We provide several unique features throughout all our plans:
- Full Movie Playback. Watch movies of your customers’ browsing sessions.
- Powerful Filtering. Define scenarios and then watch visitors who match these scenarios (visitors who abandon your checkout page or failed to complete your online form, for example).
- Powerful Visual Heatmaps. Aggregated information of your visitors’ clicks and scrolling behaviors.
- Form Analytics. See exactly where your visitors get stuck inside your online form, how long it takes to complete the form, which fields they leave blank and where they experience errors.
- Link Analytics. Show how visitors interact with links, where they hover and for how long.
- Campaign Tracking. See how visitors who come from your marketing campaigns behave.
PeC: Proponents of Google Analytics say that it tracks pay-per-click ads in Google well and that other analytics providers do not. Is this true?
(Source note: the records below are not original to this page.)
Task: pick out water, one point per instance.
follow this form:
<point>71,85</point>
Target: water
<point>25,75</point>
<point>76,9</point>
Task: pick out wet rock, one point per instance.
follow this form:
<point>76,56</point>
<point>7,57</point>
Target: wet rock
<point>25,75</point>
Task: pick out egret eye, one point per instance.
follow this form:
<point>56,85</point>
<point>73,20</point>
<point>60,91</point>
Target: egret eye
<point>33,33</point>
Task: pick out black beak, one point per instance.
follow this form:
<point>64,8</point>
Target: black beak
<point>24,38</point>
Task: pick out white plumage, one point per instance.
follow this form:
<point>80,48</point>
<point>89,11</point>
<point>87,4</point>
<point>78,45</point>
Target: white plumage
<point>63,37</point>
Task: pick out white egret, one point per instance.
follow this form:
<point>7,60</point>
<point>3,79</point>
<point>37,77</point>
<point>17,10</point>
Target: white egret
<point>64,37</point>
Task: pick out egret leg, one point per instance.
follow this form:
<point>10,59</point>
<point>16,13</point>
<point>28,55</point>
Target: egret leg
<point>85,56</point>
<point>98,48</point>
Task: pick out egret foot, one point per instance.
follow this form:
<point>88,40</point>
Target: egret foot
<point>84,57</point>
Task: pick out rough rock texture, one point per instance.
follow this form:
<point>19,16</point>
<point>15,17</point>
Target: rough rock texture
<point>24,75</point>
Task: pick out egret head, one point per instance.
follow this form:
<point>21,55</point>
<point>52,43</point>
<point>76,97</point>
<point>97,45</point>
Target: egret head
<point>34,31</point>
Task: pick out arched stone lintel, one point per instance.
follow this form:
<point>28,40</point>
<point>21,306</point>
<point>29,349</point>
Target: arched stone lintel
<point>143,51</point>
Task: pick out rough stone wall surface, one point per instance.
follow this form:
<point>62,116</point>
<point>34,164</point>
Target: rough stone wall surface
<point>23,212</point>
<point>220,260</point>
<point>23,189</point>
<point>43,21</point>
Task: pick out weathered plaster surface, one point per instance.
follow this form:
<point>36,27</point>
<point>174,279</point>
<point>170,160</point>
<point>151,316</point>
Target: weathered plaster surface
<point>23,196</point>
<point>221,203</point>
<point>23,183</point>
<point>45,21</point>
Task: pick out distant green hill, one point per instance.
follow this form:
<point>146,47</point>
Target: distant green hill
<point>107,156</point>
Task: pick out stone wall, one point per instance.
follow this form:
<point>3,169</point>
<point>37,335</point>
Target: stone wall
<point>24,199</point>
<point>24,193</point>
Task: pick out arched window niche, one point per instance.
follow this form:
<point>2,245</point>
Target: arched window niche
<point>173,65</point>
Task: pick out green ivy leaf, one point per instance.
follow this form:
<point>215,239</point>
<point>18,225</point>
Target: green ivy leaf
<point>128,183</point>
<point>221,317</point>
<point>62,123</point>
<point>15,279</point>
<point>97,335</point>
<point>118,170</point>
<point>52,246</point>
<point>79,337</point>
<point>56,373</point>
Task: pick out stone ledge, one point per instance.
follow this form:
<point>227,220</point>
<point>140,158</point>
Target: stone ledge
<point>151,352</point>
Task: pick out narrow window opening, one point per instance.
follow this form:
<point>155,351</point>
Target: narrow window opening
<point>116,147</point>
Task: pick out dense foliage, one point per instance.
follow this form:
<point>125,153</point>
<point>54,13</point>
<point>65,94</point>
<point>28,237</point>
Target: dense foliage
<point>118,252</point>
Schwartz: Google created the AdWords pay-per-click service, and it definitely does a good job at tracking click-throughs and conversions. But Google can only tell you how many people came to your site from each ad campaign and whether they converted, not what they did on your site when they got there.
PeC: Got it. To wrap up, should an ecommerce merchant use Google Analytics?
Schwartz: Yes. We recommend that ecommerce merchants use Google Analytics in conjunction with ClickTale. Google Analytics provides important quantitative data about a merchant’s traffic, while ClickTale provides qualitative data and powerful drill-down capabilities that enable merchants to figure out exactly what users are doing inside their webpages.